La Rificolona
Stasera, come in ogni tradizione che si rispetti, girando per le strade di Firenze troverete un mondo di colori e di allegria: tante, tantissime lanterne colorate per celebrare la festa della Rificolona.
Si perché la Rificolona è ancora una delle feste cittadine più amate da grandi e piccini.
Purtroppo è un dato di fatto che, settembre non sempre porta buone notizie: la fine delle vacanze estive, l’inizio delle attività scolastiche, la ripresa della solita routine lavorativa, ma la Rificolona è da sempre la festa che ci aiuta a salutare l’inizio dell’autunno con la giusta dose di spensieratezza.
Questa gioiosa festa risale alla metà del Seicento, al tempo in cui i contadini con le loro donne scendevano in città dalle Montagne Pistoiesi e dal Casentino per festeggiare la natività della Madonna, nella Basilica della Santissima Annunziata.
Quando i contadini ed i montanari scendevano, iniziava a fare buio e quindi venivano sistemati sui carri dei lampioncini di carta o di stoffa colorata modellati nelle forme più varie, con all’interno un lumicino che stava appeso in cima ad una canna, per rischiarare la strada da percorrere.
Il viaggio era considerato una sorta di pellegrinaggio. Con l’occasione, il giorno dopo la celebrazione, si svolgeva una fiera in cui ciascuno poteva vendere la propria mercanzia: il mercato aveva luogo in Via dei Servi, sulla piazza antistante alla basilica.

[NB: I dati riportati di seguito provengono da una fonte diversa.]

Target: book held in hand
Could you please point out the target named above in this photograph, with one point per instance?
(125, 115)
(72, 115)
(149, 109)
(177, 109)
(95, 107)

Nel corso della festa le donne, specialmente, erano oggetto di particolari e allegre canzonature e di salaci commenti da parte dei giovani fiorentini, già per natura predisposti al frizzo e allo scherzo goliardico. Per questi giovani, il 7 settembre, era diventato un appuntamento obbligato al quale non si poteva e non si doveva mancare. Era un divertimento, a volte anche un po’ troppo smodato, diretto quasi totalmente alle povere fierucolone o fieruculone, così come essi stessi le chiamavano, un po’ perché partecipavano alla fierucola e un po’ per via dei loro vistosi deretani!
Infatti, se la radice fiero ha attinenza con fiera o fierucola, la desinenza colone o culone, dovrebbe oggettivamente riferirsi a colone inteso nel senso di campagnole, come verosimilmente anche ai loro floridi posteriori. Da fieruculona si ebbe in seguito la parola rificolona, termine tuttora comunemente usato quale espressione critica, allegra e scanzonata, verso una donna vestita e truccata senza gusto, in modo vistosamente eccentrico.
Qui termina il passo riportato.